PS. Post any info you guys got on your bows (pics always help) and I would gladly dig up some info for ya.


----------



## johnnybravoo77 (Nov 2, 2008)

I see hippie is having luck using a release, so maybe you'll be alright.


----------



## Stevenordy (Dec 4, 2009)

*Dynabow modernization and Pic*

Johnnybravoo 77,
Thanks for the reply with links. I know that I'll have to spend some time with a bare arrow and paper to tune this thing up, with all the changes. I've temporarily mounted another arrow rest that may help with some of the paradox effect. The stock one was a black plastic thingee. For a while I even had a berger button threaded in (scared a nice buck on me).  Now, I've got to measure up for new strings. I just don't want to break such a nice piece of History. Check out the pic. My custom camo job doesn't look too bad, but, if I had known it would be so unique, I surely wouldn't have done it. Even way back when this bow was new, it was always about having a successful Hunt! 

Thanks-
Stevenordy


----------



## huntinghippie (Dec 31, 2002)

I actually shoot my dynabo with fingers but a friend had one setup with a release. Just took a lilttle while for tuning but that's to be expected. I agree as well that archeryhistory will have more specific info on the dynabo. Like I said though, look on archeryhistory.com under compounds and then under one cam bows. I think the whole section is dynabo's.


----------



## fuelracerpat (May 6, 2008)

I have a couple of top limbs for a Martin-Jim Cox Dynabo.....don't remember exactly which ones, one was quite heavy (80#) I think. Don't know if they will fit the Graham bow.


----------



## mcjitsu (Feb 14, 2010)

*Dynabo*

Aloha, I am new on the list. A former Dynabo enthusiast here in Hawaii.

I am looking to purchase another Dynabo or two. It is an excellent system, have used one to hunt all over the world with every conceivable piece of hardware on it.

Lost my old ones in a fire years ago and now up to replacing them. Please feel free to forward any leads at all. 

I hope to develop a Dynabo forum or at least message board at some time if there isn't already one up.
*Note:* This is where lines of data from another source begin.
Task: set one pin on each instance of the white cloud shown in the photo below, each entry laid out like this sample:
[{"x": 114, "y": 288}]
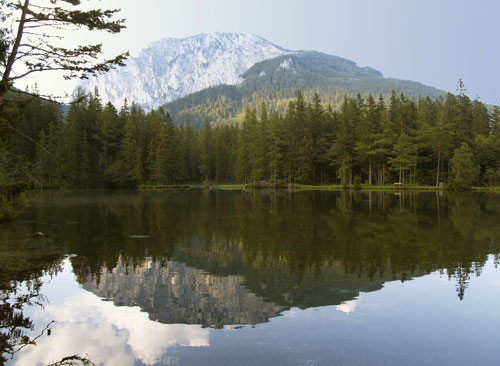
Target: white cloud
[{"x": 109, "y": 335}]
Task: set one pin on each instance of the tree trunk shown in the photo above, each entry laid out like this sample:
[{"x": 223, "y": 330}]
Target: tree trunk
[
  {"x": 4, "y": 84},
  {"x": 370, "y": 172},
  {"x": 439, "y": 167}
]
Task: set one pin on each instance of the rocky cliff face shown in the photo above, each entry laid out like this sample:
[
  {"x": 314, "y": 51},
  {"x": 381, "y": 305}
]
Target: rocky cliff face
[{"x": 172, "y": 68}]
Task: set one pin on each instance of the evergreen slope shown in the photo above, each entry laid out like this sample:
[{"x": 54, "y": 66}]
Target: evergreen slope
[{"x": 276, "y": 81}]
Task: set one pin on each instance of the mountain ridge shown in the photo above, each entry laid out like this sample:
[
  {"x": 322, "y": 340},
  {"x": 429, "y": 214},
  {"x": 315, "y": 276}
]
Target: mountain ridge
[
  {"x": 172, "y": 68},
  {"x": 276, "y": 81}
]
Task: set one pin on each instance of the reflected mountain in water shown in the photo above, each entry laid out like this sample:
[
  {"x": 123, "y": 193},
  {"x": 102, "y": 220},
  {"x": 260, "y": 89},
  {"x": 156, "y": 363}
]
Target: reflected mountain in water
[
  {"x": 220, "y": 258},
  {"x": 173, "y": 293}
]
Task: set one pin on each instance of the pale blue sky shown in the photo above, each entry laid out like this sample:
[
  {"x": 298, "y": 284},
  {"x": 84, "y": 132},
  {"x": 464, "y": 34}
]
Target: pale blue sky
[{"x": 432, "y": 41}]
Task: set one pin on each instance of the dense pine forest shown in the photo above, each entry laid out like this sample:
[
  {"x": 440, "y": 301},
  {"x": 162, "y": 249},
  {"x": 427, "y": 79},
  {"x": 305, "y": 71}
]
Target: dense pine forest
[{"x": 452, "y": 141}]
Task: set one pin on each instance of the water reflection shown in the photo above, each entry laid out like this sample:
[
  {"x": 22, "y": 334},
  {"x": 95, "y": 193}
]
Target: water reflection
[
  {"x": 84, "y": 324},
  {"x": 191, "y": 260},
  {"x": 173, "y": 293}
]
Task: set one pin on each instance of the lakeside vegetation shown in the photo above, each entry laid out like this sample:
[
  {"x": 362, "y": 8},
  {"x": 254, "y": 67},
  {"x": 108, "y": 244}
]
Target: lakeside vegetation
[{"x": 450, "y": 142}]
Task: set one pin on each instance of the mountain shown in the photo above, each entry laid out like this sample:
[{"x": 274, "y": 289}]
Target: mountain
[
  {"x": 275, "y": 82},
  {"x": 173, "y": 68}
]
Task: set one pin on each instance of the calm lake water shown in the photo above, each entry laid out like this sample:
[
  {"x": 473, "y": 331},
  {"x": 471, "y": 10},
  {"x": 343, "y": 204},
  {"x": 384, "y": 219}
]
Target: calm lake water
[{"x": 233, "y": 278}]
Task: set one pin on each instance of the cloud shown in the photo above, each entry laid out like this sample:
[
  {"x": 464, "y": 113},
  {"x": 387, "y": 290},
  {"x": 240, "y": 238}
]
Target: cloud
[{"x": 109, "y": 335}]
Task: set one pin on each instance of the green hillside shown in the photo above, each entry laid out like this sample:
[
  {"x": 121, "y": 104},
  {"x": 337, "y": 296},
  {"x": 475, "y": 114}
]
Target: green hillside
[{"x": 276, "y": 81}]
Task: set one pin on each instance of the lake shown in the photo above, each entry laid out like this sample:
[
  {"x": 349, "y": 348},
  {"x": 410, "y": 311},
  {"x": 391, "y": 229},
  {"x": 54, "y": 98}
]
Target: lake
[{"x": 265, "y": 278}]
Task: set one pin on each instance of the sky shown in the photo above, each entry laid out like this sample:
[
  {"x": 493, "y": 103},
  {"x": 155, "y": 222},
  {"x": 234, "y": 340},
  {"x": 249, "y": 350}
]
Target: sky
[{"x": 435, "y": 42}]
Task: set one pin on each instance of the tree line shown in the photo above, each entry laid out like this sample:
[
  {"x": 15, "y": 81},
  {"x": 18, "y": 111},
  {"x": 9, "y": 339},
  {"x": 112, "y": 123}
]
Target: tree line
[{"x": 451, "y": 140}]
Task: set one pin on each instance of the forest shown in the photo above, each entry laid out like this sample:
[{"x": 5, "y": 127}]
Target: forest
[{"x": 451, "y": 141}]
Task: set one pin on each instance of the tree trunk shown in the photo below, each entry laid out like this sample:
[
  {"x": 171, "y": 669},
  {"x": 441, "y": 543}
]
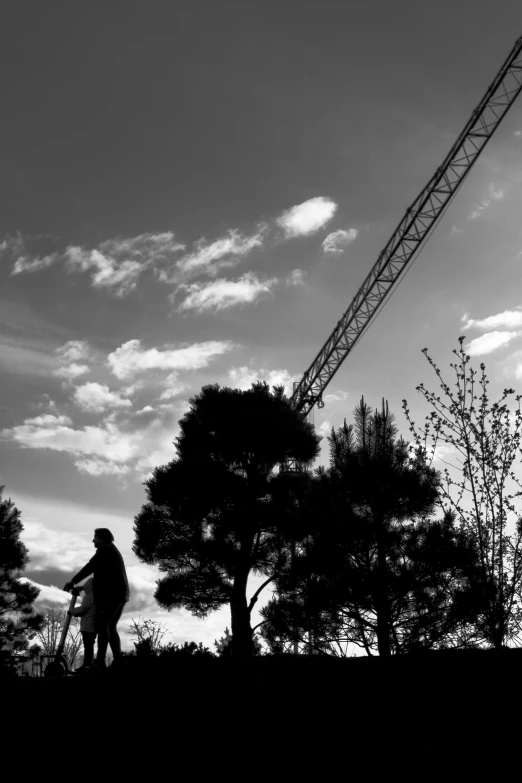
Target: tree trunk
[
  {"x": 381, "y": 594},
  {"x": 240, "y": 613}
]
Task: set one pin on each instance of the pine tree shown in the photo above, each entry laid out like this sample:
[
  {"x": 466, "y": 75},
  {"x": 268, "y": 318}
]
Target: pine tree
[
  {"x": 374, "y": 569},
  {"x": 18, "y": 620},
  {"x": 211, "y": 520}
]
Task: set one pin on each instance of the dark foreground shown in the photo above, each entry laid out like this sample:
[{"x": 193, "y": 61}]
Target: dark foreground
[{"x": 413, "y": 714}]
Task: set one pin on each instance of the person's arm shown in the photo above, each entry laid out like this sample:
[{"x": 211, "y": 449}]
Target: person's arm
[
  {"x": 78, "y": 612},
  {"x": 87, "y": 570}
]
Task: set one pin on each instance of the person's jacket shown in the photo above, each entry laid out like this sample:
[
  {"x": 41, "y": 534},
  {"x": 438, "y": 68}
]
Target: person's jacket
[
  {"x": 87, "y": 611},
  {"x": 110, "y": 578}
]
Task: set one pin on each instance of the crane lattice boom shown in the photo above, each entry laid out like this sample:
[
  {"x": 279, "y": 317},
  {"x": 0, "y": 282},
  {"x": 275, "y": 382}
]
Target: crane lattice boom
[{"x": 419, "y": 220}]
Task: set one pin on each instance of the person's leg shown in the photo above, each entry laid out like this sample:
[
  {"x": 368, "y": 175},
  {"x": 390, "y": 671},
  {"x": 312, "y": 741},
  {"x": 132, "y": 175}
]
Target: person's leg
[
  {"x": 88, "y": 647},
  {"x": 114, "y": 637},
  {"x": 102, "y": 626}
]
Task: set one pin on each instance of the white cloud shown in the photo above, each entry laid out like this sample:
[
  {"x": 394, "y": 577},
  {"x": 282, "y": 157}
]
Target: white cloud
[
  {"x": 23, "y": 357},
  {"x": 324, "y": 429},
  {"x": 49, "y": 594},
  {"x": 222, "y": 294},
  {"x": 13, "y": 245},
  {"x": 210, "y": 257},
  {"x": 244, "y": 377},
  {"x": 489, "y": 342},
  {"x": 174, "y": 387},
  {"x": 338, "y": 396},
  {"x": 70, "y": 353},
  {"x": 308, "y": 217},
  {"x": 72, "y": 371},
  {"x": 296, "y": 277},
  {"x": 130, "y": 359},
  {"x": 96, "y": 398},
  {"x": 34, "y": 264},
  {"x": 509, "y": 319},
  {"x": 493, "y": 194},
  {"x": 73, "y": 351},
  {"x": 118, "y": 263},
  {"x": 110, "y": 448},
  {"x": 121, "y": 277},
  {"x": 338, "y": 240},
  {"x": 101, "y": 467}
]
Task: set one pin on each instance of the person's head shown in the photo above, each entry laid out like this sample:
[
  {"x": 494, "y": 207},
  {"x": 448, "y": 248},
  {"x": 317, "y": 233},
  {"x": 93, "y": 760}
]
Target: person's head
[
  {"x": 87, "y": 586},
  {"x": 102, "y": 536}
]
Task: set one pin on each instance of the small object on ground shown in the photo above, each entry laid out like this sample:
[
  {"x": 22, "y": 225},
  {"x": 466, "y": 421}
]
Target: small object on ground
[{"x": 59, "y": 667}]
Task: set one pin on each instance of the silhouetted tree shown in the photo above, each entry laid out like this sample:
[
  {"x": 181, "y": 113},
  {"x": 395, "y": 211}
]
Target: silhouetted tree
[
  {"x": 224, "y": 645},
  {"x": 48, "y": 636},
  {"x": 149, "y": 635},
  {"x": 18, "y": 620},
  {"x": 487, "y": 438},
  {"x": 376, "y": 571},
  {"x": 211, "y": 519}
]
Mahalo (thank you very much!)

Steve in Honolulu


----------



## Shadowchaser (Feb 28, 2008)

Ok so how much is a Graham Dynabo with a 60# upper limb in good condition worth? I've been looking for some values for the one I have for quite a while and am interested in selling it but don't wish to be taken for a ride with it. Any ideas as to the price range I should be looking at?

Jack


----------



## huntinghippie (Dec 31, 2002)

I bought my Martin Dynabo for $100, if I remember right, about 5-6 years ago and I had to completely rebuild it. A buddy found a Graham Dynabo for $50 at a local pawn shop. I made a new string and cable for it, tuned it, clean it up. He shot it for one year and then sold it for $200 about 2 years ago. I've seen them go for more and for less on eBay and Craigslist before. It really depends on the condition of the bow and some patience on your part to get what YOU think you need out of it.


----------